Direi che affiora così un’incomprimibile esigenza sistematica di apprezzamento delle proposte di revisione costituzionale, esigenza che impone di valutarne la portata anche alla luce di ciò che, per ora, non è in discussione, per verificare se quelle proposte, isolate da un contesto più complessivo, siano tuttavia in grado di corrispondere ai ricordati criteri di coerenza e razionalità.

 

Il soddisfacimento di tale esigenza consentirebbe di evitare che l’attuale assetto costituzionale sia stravolto da innesti che ne oscurino il netto profilo di principio: vorrei richiamare l’attenzione di questa Commissione sulla necessità, così a me pare, di tener conto di questa esigenza sistematica.

VINCENZO LIPPOLIS

Professore ordinario di diritto costituzionale italiano e comparato presso L’Università degli studi internazionali di Roma.

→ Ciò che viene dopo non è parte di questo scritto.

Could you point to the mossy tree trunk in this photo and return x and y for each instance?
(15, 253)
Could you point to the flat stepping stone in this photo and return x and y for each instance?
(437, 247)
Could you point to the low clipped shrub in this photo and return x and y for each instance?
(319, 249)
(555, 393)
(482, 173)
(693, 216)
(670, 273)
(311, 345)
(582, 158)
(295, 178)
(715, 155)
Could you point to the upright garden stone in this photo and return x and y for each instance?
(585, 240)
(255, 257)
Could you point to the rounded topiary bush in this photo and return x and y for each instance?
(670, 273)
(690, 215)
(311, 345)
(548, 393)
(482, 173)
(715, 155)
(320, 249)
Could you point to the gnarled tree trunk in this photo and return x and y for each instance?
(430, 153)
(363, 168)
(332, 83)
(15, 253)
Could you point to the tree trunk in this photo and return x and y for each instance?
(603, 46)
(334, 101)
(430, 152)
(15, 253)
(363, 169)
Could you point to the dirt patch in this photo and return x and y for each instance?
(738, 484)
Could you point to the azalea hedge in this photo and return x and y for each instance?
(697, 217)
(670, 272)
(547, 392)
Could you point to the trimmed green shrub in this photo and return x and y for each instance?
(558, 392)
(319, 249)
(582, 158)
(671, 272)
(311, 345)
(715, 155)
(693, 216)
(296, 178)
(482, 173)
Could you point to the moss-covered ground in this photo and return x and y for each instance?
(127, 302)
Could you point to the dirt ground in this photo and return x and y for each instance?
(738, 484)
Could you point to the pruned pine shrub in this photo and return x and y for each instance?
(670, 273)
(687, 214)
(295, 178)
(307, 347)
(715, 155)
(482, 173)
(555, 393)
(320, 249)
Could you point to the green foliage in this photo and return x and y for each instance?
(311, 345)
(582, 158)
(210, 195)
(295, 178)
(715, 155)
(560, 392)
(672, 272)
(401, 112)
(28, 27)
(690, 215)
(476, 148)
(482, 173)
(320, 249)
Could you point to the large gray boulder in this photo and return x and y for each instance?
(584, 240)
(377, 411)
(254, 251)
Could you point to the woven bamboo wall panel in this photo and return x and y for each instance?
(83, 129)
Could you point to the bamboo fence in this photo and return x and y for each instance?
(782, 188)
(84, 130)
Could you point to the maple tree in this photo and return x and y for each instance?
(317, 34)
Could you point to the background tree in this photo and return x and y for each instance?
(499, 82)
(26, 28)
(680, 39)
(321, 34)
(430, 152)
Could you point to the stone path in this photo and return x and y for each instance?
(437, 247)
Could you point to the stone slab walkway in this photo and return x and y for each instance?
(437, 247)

Sottraendo al Senato la fiducia e con una funzione legislativa a prevalenza Camera occorre infine tener presente il collegamento con il sistema elettorale di questa assemblea. Una legge di forte stampo maggioritario provocherebbe la conseguenza di una concentrazione di poter nella maggioranza della Camera. Sarebbe quindi il caso di pensare già in questa sede a qualche rafforzamento dei diritti delle opposizioni. Penso in particolare al ricorso diretto alla Corte, istituto che è già sperimentato in altri sistemi democratici europei.

 

La previsione per talune categorie di leggi che la Camera possa non conformarsi alle modificazioni proposte dal Senato solo pronunciandosi a maggioranza assoluta nella votazione finale suscita degli interrogativi. Il funzionamento concreto di tale clausola dipende dalla legge elettorale, se cioè essa assicuri una maggioranza e con quale margine, e , sul piano politico, dalla tenuta della maggioranza stessa.

 

Se la maggioranza è ampia e stabile, la clausola può risultare ininfluente; in caso contrario, può provocare un blocco senza esito perché nulla dice il ddl sulle conseguenze del mancato raggiungimento del quorum e, in particolare, non prevede eventuali procedure di conciliazione. Ci si dovrebbe chiedere se non sarebbe più utile prevedere che quelle leggi, o parte di esse, siano bicamerali per usufruire della flessibilità di un secondo passaggio nelle due assemblee.